Il secondo fattore di cui tenere conto nella risposta all’insulto genotossico è dato dallo studio di un altro sistema, al limite tra l’oncologia, la medicina interna e la microbiologia, che non è stato, a mio parere, ancora sufficientemente sviluppato. Faccio riferimento al carico di batteri che vivono abitualmente nel nostro corpo. Noi ospitiamo circa altrettante cellule batteriche quante sono le cellule del nostro organismo. Ciascuno di noi, dalla nascita, si carica di una flora batterica che lo accompagnerà per tutta l’esistenza, come una carta d’identità. Definiamo questa carica abituale di batteri carica saprofitica, cui si aggiungono, di volta in volta, quelle patogene.
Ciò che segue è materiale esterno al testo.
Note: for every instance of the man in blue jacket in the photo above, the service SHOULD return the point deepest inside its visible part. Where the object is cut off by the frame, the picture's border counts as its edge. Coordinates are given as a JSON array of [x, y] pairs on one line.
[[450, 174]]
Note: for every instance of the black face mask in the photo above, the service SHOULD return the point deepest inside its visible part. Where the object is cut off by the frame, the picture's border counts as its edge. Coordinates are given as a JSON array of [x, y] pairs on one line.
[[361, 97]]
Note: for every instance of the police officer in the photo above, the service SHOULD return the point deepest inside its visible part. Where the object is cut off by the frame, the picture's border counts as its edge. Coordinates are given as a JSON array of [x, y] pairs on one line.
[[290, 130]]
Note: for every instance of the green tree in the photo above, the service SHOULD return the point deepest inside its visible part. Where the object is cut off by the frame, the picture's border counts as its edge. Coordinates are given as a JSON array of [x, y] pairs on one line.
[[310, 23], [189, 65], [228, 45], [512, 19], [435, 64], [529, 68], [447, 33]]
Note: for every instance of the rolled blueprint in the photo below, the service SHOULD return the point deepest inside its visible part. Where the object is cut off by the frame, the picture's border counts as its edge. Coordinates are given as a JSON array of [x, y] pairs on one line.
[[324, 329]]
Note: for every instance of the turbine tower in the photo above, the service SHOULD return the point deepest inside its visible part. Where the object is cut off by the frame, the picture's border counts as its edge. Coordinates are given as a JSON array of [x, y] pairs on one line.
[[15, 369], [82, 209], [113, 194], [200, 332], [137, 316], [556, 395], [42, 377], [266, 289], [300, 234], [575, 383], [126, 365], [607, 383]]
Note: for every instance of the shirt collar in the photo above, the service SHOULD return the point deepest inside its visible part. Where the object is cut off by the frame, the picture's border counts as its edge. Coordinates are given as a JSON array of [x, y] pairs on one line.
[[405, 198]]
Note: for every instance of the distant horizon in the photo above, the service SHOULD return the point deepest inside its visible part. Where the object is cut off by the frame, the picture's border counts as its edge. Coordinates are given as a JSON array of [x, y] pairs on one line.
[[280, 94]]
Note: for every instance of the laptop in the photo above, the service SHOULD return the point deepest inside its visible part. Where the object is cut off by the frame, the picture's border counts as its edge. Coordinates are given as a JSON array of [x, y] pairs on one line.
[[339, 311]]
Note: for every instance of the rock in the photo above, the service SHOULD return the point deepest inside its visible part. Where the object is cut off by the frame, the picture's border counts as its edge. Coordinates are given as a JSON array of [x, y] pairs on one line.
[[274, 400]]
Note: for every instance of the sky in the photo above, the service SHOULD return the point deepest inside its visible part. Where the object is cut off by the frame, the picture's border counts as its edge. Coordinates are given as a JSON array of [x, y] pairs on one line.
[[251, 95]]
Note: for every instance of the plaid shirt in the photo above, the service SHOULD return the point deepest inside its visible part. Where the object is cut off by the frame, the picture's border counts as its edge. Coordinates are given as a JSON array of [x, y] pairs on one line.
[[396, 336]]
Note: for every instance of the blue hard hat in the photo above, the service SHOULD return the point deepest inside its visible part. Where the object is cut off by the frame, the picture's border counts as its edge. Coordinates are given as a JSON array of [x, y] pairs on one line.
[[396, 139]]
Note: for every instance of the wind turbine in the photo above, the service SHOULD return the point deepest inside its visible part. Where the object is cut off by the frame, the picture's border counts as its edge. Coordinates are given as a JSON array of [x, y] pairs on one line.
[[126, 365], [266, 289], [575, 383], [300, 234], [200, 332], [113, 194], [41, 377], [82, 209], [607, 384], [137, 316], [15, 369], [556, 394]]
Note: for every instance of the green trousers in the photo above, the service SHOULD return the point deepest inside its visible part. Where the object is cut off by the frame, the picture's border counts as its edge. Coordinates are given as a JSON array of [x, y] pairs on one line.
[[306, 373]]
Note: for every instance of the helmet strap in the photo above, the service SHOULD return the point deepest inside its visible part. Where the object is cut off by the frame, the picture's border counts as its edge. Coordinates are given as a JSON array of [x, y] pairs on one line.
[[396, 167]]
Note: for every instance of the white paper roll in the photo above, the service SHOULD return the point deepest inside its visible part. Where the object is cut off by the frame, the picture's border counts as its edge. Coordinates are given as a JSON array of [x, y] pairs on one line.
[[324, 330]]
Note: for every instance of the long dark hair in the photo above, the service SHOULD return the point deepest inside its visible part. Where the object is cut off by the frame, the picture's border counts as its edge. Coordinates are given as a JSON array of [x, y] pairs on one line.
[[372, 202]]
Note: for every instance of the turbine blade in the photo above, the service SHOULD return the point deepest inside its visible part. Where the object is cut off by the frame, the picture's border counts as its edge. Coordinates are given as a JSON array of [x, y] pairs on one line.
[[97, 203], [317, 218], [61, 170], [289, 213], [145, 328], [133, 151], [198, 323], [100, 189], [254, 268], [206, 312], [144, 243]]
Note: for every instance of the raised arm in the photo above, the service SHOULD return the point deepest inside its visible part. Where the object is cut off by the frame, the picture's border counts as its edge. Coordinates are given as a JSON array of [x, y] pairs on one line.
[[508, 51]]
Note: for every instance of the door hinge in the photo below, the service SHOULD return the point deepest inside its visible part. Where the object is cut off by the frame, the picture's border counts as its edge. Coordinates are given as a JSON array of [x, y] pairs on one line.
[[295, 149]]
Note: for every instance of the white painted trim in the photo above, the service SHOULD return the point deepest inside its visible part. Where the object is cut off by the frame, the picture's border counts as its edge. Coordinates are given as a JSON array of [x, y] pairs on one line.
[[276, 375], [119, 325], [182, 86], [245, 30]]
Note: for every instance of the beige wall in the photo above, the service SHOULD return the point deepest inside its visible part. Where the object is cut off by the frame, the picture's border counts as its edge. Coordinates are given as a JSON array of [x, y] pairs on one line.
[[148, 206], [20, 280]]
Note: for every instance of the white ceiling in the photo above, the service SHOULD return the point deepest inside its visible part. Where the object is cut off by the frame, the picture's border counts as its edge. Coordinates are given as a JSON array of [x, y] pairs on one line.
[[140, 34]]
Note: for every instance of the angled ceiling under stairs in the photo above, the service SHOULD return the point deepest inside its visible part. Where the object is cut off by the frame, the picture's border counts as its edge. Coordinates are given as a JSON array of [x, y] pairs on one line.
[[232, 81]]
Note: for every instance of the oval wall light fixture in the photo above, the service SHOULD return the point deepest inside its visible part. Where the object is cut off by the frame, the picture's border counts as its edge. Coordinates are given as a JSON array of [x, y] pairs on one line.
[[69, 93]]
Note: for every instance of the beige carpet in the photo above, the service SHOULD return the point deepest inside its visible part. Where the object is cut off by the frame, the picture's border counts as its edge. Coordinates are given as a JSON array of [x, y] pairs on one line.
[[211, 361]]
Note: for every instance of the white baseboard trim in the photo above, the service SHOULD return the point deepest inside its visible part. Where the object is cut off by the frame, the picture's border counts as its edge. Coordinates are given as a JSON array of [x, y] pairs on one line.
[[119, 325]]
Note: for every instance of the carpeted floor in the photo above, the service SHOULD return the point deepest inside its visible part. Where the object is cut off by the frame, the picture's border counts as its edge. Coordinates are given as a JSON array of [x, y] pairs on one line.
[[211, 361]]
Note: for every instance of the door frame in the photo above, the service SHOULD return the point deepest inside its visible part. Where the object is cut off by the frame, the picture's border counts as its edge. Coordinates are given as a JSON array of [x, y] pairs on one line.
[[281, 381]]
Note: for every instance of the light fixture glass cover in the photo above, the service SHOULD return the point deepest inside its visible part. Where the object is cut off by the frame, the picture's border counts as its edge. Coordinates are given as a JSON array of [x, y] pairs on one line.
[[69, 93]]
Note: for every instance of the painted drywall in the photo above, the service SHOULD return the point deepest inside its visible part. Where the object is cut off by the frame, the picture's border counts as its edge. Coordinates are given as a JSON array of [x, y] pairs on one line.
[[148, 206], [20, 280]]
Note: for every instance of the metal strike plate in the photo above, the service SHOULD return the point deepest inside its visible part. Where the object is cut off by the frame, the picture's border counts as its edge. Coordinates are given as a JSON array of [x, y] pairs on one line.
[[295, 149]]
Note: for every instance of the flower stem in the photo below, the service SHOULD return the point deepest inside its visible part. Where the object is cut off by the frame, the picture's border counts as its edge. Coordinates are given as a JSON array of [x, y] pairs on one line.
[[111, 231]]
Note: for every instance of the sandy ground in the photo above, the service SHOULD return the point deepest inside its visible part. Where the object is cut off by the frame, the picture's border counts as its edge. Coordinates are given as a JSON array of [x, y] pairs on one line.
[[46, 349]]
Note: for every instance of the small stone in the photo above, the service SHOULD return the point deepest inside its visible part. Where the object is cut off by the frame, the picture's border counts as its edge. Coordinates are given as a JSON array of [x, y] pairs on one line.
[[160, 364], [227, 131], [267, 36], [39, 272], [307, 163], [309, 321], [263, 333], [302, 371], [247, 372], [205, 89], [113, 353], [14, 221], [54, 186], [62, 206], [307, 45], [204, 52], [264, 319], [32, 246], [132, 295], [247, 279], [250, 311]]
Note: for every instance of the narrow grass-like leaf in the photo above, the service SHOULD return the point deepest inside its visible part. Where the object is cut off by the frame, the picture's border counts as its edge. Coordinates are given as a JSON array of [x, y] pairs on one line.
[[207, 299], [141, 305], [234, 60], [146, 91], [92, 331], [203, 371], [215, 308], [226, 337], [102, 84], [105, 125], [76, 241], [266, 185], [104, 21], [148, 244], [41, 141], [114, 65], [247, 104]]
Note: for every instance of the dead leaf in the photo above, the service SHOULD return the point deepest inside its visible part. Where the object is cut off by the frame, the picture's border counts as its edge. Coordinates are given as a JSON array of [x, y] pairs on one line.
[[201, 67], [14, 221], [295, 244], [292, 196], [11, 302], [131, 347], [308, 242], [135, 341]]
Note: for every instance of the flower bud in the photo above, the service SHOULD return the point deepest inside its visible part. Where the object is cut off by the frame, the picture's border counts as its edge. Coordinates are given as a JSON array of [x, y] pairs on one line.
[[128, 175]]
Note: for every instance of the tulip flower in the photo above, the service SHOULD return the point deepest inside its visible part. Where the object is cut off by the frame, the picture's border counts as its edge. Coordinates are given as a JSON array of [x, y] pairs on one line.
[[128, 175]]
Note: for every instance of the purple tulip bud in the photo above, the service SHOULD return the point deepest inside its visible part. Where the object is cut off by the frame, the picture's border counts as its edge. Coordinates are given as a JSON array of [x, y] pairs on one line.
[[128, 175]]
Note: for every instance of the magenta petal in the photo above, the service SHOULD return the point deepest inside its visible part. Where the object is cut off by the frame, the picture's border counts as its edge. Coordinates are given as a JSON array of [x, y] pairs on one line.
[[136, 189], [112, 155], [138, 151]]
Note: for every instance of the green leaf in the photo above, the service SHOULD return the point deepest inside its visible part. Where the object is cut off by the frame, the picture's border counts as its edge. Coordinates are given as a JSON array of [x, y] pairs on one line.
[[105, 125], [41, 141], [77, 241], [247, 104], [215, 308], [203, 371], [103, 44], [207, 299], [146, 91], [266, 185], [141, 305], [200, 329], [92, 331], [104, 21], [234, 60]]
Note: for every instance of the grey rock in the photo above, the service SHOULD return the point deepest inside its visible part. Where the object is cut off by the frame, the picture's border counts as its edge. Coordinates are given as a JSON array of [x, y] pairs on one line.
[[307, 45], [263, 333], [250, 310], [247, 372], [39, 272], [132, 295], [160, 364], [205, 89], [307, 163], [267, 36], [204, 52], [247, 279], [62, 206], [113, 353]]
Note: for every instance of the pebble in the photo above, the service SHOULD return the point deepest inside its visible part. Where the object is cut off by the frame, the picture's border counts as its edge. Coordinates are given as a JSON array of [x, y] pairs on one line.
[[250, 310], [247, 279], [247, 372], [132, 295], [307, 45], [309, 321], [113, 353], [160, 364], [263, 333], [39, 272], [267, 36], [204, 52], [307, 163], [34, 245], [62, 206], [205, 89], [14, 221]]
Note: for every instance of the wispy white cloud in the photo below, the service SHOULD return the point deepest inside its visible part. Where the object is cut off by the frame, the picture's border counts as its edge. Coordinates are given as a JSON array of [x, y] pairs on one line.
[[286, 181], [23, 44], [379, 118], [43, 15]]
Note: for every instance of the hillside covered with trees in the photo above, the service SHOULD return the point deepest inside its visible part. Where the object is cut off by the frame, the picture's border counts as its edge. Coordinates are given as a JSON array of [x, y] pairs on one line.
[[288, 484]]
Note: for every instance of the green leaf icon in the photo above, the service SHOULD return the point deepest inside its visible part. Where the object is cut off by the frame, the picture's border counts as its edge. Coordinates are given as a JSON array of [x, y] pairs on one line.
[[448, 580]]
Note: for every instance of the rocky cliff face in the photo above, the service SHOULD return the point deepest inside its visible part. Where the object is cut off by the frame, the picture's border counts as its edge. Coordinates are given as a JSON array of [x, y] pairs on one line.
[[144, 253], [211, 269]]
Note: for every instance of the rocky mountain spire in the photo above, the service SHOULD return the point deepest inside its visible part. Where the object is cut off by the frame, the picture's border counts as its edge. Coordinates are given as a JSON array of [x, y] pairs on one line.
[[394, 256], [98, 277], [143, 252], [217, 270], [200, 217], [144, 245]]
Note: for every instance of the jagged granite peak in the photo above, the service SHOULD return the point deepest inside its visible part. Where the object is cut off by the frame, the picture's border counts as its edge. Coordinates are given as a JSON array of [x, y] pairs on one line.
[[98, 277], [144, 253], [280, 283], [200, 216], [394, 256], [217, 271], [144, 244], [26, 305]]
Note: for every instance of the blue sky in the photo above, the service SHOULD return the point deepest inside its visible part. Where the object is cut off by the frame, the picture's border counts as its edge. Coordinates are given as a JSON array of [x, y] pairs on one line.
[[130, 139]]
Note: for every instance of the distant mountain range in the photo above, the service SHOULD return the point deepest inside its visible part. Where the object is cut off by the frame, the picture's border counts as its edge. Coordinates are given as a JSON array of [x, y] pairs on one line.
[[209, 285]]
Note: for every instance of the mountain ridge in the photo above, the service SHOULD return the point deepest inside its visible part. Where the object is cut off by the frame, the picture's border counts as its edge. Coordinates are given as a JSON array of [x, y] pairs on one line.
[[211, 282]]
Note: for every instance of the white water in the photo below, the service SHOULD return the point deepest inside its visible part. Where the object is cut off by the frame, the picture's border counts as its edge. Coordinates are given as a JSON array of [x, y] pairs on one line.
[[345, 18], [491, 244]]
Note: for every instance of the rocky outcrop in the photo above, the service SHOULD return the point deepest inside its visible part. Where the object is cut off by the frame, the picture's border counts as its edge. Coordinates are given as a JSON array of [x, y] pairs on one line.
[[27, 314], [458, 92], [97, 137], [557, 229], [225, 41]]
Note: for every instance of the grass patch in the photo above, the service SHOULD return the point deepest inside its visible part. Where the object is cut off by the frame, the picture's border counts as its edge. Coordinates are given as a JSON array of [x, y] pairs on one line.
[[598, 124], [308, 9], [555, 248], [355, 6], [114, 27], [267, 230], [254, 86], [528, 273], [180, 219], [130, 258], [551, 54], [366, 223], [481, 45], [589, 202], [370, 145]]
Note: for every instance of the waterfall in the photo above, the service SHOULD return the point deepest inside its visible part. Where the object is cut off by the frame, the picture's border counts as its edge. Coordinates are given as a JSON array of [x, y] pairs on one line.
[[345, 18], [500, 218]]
Questa carica, specifica per ciascuno, ha un’importanza enorme nel modulare la risposta immunitaria e in altri processi, come nell’efficacia di farmaci, tra cui i chemioterapici, nel cui metabolismo interviene in modo molto significativo. Ma di tutto ciò sappiamo ancora troppo poco. Nonostante certi messaggi pubblicitari facilitanti ci facciano immaginare il contrario, la complessità e la variabilità di tale flora è un elemento di difficoltà enorme per il procedere della ricerca in tale ambito. Il cancro della mammella e il cancro del colon, per esempio, potrebbero essere fortemente influenzati dalla flora batterica, come dimostravano studi di alcuni anni fa, partendo anche da esperimenti su animali. Il fenomeno per cui le diete iperlipidiche potrebbero aumentare il rischio di tali tumori potrebbe essere spiegato con il fatto che, poiché per sciogliere e digerire quantità eccessive di tali sostanze occorre produrre molti più acidi biliari, il loro aumento causa nell’intestino un microambiente favorevole al formarsi di una certa flora batterica che, a sua volta, degrada gli acidi biliari a tal punto che questi diventano sostanze oncogene per la mucosa del colon e anche per la mammella, per ragioni chimiche. Infatti, alcuni di questi prodotti di degradazione sono anelli steroidei che entrano in modo importante nell’assetto ormonale della donna.

La formazione del tumore va quindi considerata un fenomeno di una complessità estrema. Ma, quando si verifica, l’oncologo clinico deve svolgere e sapere svolgere, sempre e comunque, quelle funzioni essenziali cui ho fatto cenno all’inizio.